The United States District Court for the District of Massachusetts, applying Massachusetts law, has held that a claim asserted against a law firm alleging the failure to transfer client files to former attorneys of the firm constituted a failure to render “Legal Services” as defined by a professional liability policy. Governo v. Allied World Ins. Co., 2019 WL 4034810 (D. Mass. Aug. 27, 2019). The court previously denied a motion to dismiss the case, which is described here.
A federal district court in Massachusetts has held that an insurer properly denied coverage for a claim against an insured church brought by another church that had broken away from the original entity because the breakaway church was not an “insured” under the original church’s policy. Newton Covenant Church, et al. v. Great Am. Ins. Co., 2019 WL 3464705 (D. Mass. Jul. 31, 2019).
The United States District Court for the Eastern District of Arkansas, applying Arkansas law, has held that coverage is unavailable for a lawsuit arising out of Interrelated Wrongful Acts at issue in an EEOC charge where the insured failed to report the EEOC charge to its insurer within the claims-made policy’s reporting period. Pine Bluff Sch. Dist. v. ACE Am. Ins. Co., 2019 WL 3074011 (E.D. Ark. July 12, 2019). The court also held that the insurer was not barred from denying coverage based on waiver or estoppel after it first provided a defense under a reservation of rights.

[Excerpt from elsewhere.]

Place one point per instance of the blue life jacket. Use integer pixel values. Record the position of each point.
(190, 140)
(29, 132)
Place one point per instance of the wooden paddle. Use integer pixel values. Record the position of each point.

The Supreme Court of Vermont has held there is no coverage for breach of contract and intentional torts under an errors and omissions (E&O) liability policy, where all counts of the complaint rested on allegations that the insured used misrepresentations and falsehoods to undermine a competitor, which did not fall within the definition of “professional services” under the policy. Integrated Tech., Inc. v. Crum & Forster Specialty, 2019 WL 3759175 (Vt. Aug. 9, 2019).
The United States District Court for the Northern District of Illinois, applying Illinois law, has held that there is no coverage under a professional liability policy where the claim arose out of the same set of facts upon which a separate lawsuit against the insured was filed before the policy incepted. Arch Ins. Co. v. PCH Healthcare Holdings, 2019 WL 3554062 (N.D. Ill. Aug. 5, 2019). The court further held that the plain language of an exclusion for “healthcare services” precluded coverage for the claim.
The U.S. District Court for the Middle District of Florida, applying Florida law, held that a directors and officers liability insurance policy did not provide coverage for a claim asserted by a receiver seeking the return of bonus and other compensation amounts paid to a former director and officer of the company because (1) the policy’s profit exclusion applied; and (2) the claw back claim did not arise out of a “Wrongful Act.” Desai v. Navigators Ins. Co., 2019 WL 3068398 (M.D. Fla. July 12, 2019).
In a win for Wiley Rein’s client, a California state court has held that an insurer correctly denied coverage under a D&O policy on the basis that the operative “claim” was made before the policy period. CNEX Labs, Inc. v. Allied World Assurance Co. (U.S.), Inc., Case No. 18-CV-334461 (Cal. Super. Ct., Santa Clara Cty. Jul. 17, 2019). The court found that a letter the insured received before the policy period “clearly suggested a lawsuit” against the insured and, in any event, the insured had also signed a standstill agreement before the policy’s inception, which separately constituted a “claim.”
Applying Texas law, the Fifth Circuit has held that a D&O policy’s securities exclusion barred coverage for a suit for misrepresentation and misconduct that arose out of a sale of equity interests. Gleason v. Markel Am. Ins. Co., 2019 WL 3437642 at *1 (5th Cir. July 30, 2019).